Unisys Changes GIF Licensing Policy

Unisys Corp. has confirmed a change in its policy of collecting
licensing fees on a patent that affects users of the popular GIF digitized image format.

Unisys holds a patent on LZW, which is an algorithm used
to create GIF files.

The company is now asking Web developers to determine whether the image
software they’re using to create GIFs has properly licensed the technology
from Unisys. If not, the company is requiring the sites to pay a
one-time fee of $5,000.

According to Unisys’ chief patent counsel Mark Starr, the company has no way of determining whether GIFs at a site have been created using software without a LZW license. But Unisys is contacting sites it believes may be in violation.

“Are we sending a letter out to every Web site — obviously not,” said Starr. “We’re focusing on the larger Web sites and portals, which are using these technologies that are clearly unlicensed.”

According to Starr, a number of well-known Web sites are currently in
violation of Unisys’s patent.

The $5,000 licensing fee is actually less than Unisys had previously
been seeking. In the past, the company had been charging Web developers
$1,500 per year.

About five years ago, Unisys negotiated a licensing
arrangement with Compuserve, which owns the patent on the GIF format.

Under the deal, CompuServe pays a royalty fee of 1 percent whenever it collects a fee from software developers who write programs that use the GIF format. This latest development has some Web developers up in arms.

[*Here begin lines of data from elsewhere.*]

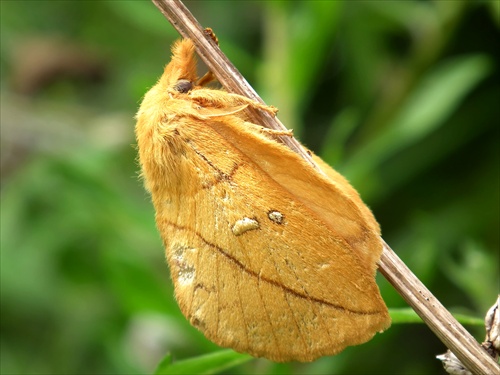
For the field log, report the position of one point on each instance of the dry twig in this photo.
(432, 312)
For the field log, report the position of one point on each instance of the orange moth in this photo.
(267, 255)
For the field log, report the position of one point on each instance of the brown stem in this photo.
(432, 312)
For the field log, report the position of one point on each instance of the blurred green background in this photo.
(401, 97)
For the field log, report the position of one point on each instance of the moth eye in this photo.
(183, 86)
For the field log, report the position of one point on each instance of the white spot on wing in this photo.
(276, 216)
(244, 225)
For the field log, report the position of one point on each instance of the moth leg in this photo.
(221, 99)
(270, 132)
(209, 76)
(206, 79)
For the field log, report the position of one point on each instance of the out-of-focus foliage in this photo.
(402, 97)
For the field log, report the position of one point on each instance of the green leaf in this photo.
(212, 363)
(427, 108)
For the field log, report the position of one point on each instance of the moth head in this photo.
(180, 73)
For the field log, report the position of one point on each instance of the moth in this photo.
(268, 255)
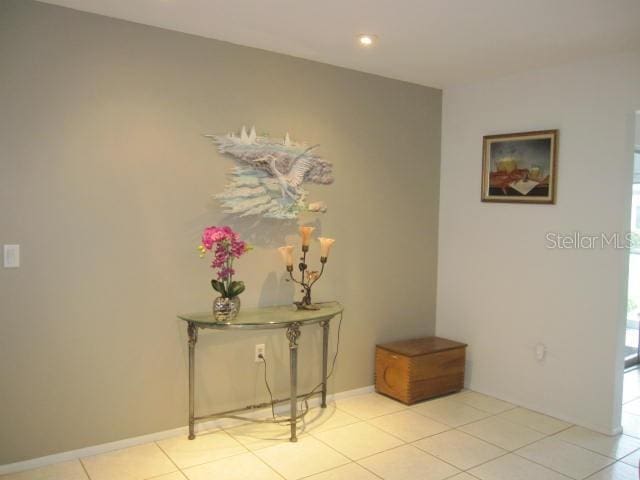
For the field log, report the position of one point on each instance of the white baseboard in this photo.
(152, 437)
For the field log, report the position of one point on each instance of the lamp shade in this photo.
(305, 233)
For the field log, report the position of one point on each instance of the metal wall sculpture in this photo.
(270, 176)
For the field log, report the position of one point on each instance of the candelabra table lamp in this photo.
(307, 277)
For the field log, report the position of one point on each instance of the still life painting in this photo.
(270, 175)
(520, 167)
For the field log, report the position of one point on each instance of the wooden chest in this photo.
(414, 370)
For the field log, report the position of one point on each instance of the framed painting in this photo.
(520, 167)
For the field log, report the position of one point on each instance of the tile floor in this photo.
(466, 436)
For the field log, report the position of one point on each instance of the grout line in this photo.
(595, 451)
(170, 459)
(265, 463)
(547, 466)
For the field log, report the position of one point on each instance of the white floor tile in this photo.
(459, 449)
(206, 447)
(449, 412)
(369, 406)
(631, 389)
(171, 476)
(534, 420)
(613, 446)
(632, 459)
(60, 471)
(573, 461)
(301, 459)
(617, 471)
(408, 425)
(239, 467)
(135, 463)
(350, 471)
(631, 424)
(483, 402)
(321, 419)
(512, 467)
(255, 436)
(408, 463)
(358, 440)
(502, 433)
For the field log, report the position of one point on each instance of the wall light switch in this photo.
(11, 256)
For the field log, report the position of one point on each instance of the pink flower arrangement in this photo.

A group of them plan to gather at Unisys headquarters in Pennsylvania next month. There, demonstrators plan to burn print-outs of GIF images from their sites to protest the fees.

Protest organizer Don Marti said the time is right to abandon the GIF format despite its backwards compatibility with older browsers and to move exclusively to new formats such as JPEG and PNG.

Marti accused Unisys’s legal department of trying to become a revenue generator for the comapny.

“They’re competing with a guy who just sold the snow plow off of the front of his truck who got his MCSE; so they’re kind of scraping the bottom of the barrel for anything they can use to squeeze some money out of the Web revolution that they kind of missed in the company,” said Marti.

“So if they can milk Web sites for some revenues for this old patent all they can do is treat Unisys as an annoyance and route around it.”

Starr defended the company’s decision.

“This is life. The United States is driven by entrepreneurs and entrepreneurs are getting legal guards to protect their innovations and when somebody else uses their innovations, they’re enforcing it.

“And in the case of Unisys we felt we had an obligation to our shareholders to be compensated for our innovations and, frankly, this most recent change in our policy is in response to requests we received and carefully debated. My position is that we benefited — we’ve reduced the fees.”